Elan Vital
- Formation: 1971 (In United States)
- Type: 501(c)(3)
- Headquarters: California, United States
- Official language: English
- Maharaji: Prem Rawat
- Key people: Russ Henderling, President
- Staff: Five full-time, plus volunteers
- Website: "www.elanvital.org". Archived from the original on 2010-02-21.

= Elan Vital (organization) =

Group of spiritual organizations

Elan Vital is the name shared by several organizations that support the work of Prem Rawat, a spiritual leader also known by the title "Maharaji". Independent Elan Vital organizations in several countries raise funds, organize speaking engagements by Prem Rawat and in some cases broadcast his public addresses.

The "Divine Light Mission" in the United States changed its name to Elan Vital in 1983, by filing an entity name change. According to the Encyclopedia of American Religions, the mission was disbanded [when] Prem Rawat personally renounced the trappings of Indian culture and religion, to make his teachings independent of culture, beliefs and lifestyles.

According to Glen Whittaker, a former spokesperson for the organization in the United Kingdom, Elan Vital no longer has any connection to its originally Hindu or Sikh religious background. The Historical Dictionary of New Religious Movements states that Elan Vital insists that it is not a religion and that Maharaji's teachings are independent of culture and by no means bound to the traditions of India.
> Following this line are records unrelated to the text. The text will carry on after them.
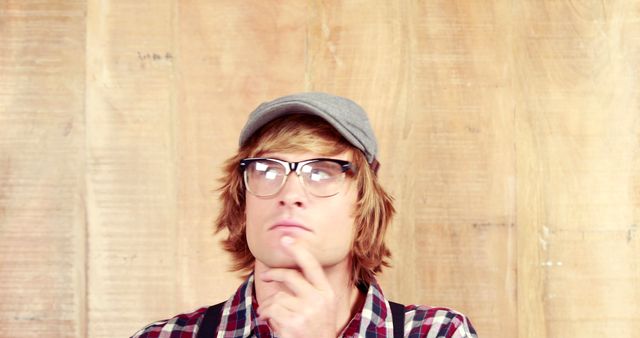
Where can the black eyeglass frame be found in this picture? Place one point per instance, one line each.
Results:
(292, 167)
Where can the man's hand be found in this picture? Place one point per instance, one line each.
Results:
(309, 309)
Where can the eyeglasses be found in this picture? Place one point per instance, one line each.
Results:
(322, 177)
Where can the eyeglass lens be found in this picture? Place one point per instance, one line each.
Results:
(321, 178)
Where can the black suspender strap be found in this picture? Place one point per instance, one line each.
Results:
(397, 313)
(210, 321)
(212, 316)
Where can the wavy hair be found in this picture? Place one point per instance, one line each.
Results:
(303, 132)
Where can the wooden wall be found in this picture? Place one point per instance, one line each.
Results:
(509, 132)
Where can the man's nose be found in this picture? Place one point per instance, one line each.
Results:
(292, 193)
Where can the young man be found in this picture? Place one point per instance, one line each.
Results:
(306, 219)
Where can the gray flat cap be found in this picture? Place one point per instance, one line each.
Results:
(346, 116)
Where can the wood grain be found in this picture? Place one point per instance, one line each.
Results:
(42, 215)
(509, 135)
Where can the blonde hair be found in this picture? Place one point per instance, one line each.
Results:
(303, 132)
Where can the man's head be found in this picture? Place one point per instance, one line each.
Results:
(336, 207)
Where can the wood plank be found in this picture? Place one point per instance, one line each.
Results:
(42, 219)
(577, 132)
(131, 193)
(436, 79)
(232, 56)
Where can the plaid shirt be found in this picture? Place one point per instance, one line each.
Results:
(239, 319)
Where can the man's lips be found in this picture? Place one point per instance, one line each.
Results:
(289, 225)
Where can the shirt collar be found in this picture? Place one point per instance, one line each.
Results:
(240, 320)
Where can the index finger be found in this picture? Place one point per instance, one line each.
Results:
(311, 268)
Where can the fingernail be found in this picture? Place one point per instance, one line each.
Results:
(286, 240)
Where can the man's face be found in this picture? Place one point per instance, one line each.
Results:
(324, 225)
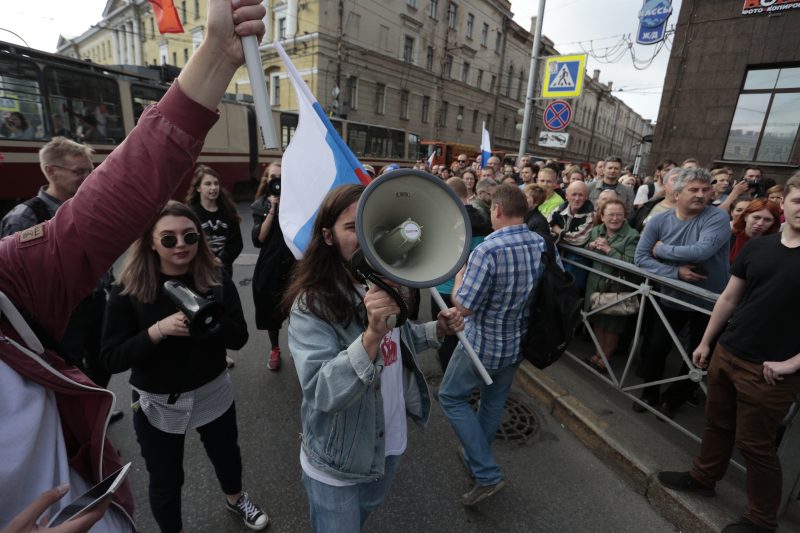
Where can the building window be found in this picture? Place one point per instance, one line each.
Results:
(765, 123)
(275, 94)
(282, 28)
(433, 12)
(383, 35)
(452, 11)
(380, 98)
(197, 37)
(408, 49)
(351, 92)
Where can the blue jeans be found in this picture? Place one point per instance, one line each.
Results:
(476, 431)
(345, 509)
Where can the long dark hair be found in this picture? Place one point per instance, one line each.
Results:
(142, 264)
(224, 200)
(320, 276)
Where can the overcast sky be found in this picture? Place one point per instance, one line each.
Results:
(573, 25)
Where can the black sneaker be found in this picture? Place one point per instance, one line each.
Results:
(684, 481)
(481, 492)
(253, 517)
(745, 526)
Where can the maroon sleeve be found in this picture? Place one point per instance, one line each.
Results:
(48, 269)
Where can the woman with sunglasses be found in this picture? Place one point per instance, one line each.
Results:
(274, 264)
(179, 382)
(217, 213)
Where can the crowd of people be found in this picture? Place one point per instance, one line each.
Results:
(359, 374)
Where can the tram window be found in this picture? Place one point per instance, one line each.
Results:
(21, 104)
(142, 97)
(89, 104)
(414, 147)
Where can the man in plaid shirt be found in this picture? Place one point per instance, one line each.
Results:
(492, 292)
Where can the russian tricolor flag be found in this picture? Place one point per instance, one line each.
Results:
(316, 161)
(486, 146)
Elan Vital, Inc. in the U.S. is registered as a 501(c)(3) non-profit organization. It has been labelled a "church" in reference to its tax status. Its 2005 articles of incorporation described its purpose as performing "religious, charitable and educational activities". The Elan Vital website states that Elan Vital ceased operations in 2010, and has been succeeded by new entities such as Words of Peace International, Inc.

==History==

The organization was originally incorporated in the U.S. in 1971 as the Divine Light Mission as a non-profit corporation and in 1974 was recognized as a religious organization by the United States Internal Revenue Service under section 501(c)(3). The organization changed its name to Elan Vital in 1983, by filing an entity name change. Elan Vital states in its website that the name was changed to remove Indian labels and to present Maharaji's message in a manner more congruent with Western culture.
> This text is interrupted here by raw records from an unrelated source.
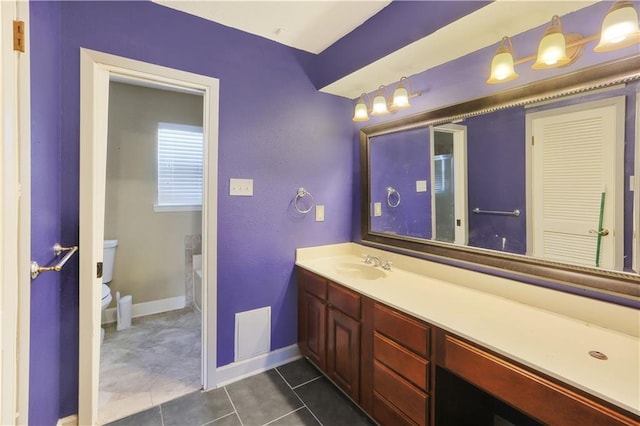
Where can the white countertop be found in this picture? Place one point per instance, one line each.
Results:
(551, 342)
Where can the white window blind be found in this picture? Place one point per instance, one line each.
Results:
(180, 154)
(442, 165)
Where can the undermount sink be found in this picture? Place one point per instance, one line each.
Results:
(359, 270)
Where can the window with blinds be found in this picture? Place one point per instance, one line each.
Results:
(180, 154)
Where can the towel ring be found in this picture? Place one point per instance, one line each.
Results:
(391, 192)
(302, 193)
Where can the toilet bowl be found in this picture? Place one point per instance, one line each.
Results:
(108, 261)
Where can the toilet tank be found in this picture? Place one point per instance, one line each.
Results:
(109, 258)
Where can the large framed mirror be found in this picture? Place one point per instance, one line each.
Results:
(537, 183)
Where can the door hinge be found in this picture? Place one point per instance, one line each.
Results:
(18, 36)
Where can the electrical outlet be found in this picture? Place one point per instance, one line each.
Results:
(241, 187)
(377, 209)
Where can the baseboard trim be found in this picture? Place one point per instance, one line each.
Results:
(147, 308)
(239, 370)
(71, 420)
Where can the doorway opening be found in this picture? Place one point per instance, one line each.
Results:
(151, 350)
(449, 183)
(98, 70)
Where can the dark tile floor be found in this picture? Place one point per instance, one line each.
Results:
(294, 394)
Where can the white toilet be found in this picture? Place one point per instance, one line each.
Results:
(108, 261)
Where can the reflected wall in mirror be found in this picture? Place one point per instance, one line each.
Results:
(578, 157)
(546, 177)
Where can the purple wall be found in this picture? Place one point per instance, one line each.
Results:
(398, 160)
(45, 359)
(274, 127)
(496, 179)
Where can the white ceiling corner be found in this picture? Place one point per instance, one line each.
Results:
(307, 25)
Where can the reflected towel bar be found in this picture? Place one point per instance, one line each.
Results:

The Elan Vital organization in the United Kingdom changed its name to HDSK (Human Development through Self Knowledge) at the end of 2009. In April 2010, the Elan Vital website announced that Elan Vital had stopped collecting donations and would cease operations in 2010, to be succeeded by entities such as Words of Peace International, Inc., a new US 501(c)(3) organization "closely aligned with Words of Peace Global (WOPG), the international charitable foundation that promotes Maharaji's message of peace".

== Purpose ==
The United States Elan Vital organization provided support for the dissemination and archiving of materials containing Prem Rawat's message. They say that their materials reach a global audience in 80 countries in more than 60 languages. They also state that Prem Rawat receives no compensation from Elan Vital, and that the organization is supported by voluntary contributions and sales of its materials.

The Elan Vital organizations in the United Kingdom and Australia are a registered charity and a non-profit, respectively, with aims and objectives similar to their U.S. counterpart. There are also Elan Vital organizations in Spain and Switzerland.

Persons who have been taught Maharaji's techniques can apply and receive a Smartcard, issued by Elan Vital in the U.S., that is used to facilitate admittance to events in which the techniques of Knowledge are reviewed, or to gain access to events designed specifically for people that have received such techniques.

==Reception==

Ron Geaves, a professor of religion at Liverpool Hope University in England and follower of Prem Rawat, says
Elan Vital was established to more effectively promote Maharaji's teachings in a way that was free from any particular religious or cultural association.

Sociologist Stephen J. Hunt, writes
For Elan Vital, the emphasis is on individual, subjective experience, rather than on a body of dogma. The teachings provide a kind of practical mysticism. Maharaji speaks not of God, but of the god or divinity within, the power that gives existence. He has occasionally referred to the existence of the two gods—the one created by humankind and the one which creates humankind. Although such references apparently suggest an acceptance of a creative, loving power, he distances himself and his teachings from any concept of religion...deliberately keeping a low profile has meant that the movement has generally managed to escape the gaze of publicity that surrounds other NRMs.

Elan Vital was listed as a cult in a 1996 French parliamentary commission report. The report was compiled by the general information division of the French National Police (Renseignements généraux) with the help of cult-watching groups. This list has no official statutory or regulatory authority, and in May 2005 the former prime minister Jean-Pierre Raffarin issued a circular indicating that the parliamentary report should no longer be used to identify cults. A 1998 article in Rocky Mountain News referred to Elan Vital as a "cult". In 2002 an article by the Australian Associated Press referred to the organization as the "Elan Vital cult."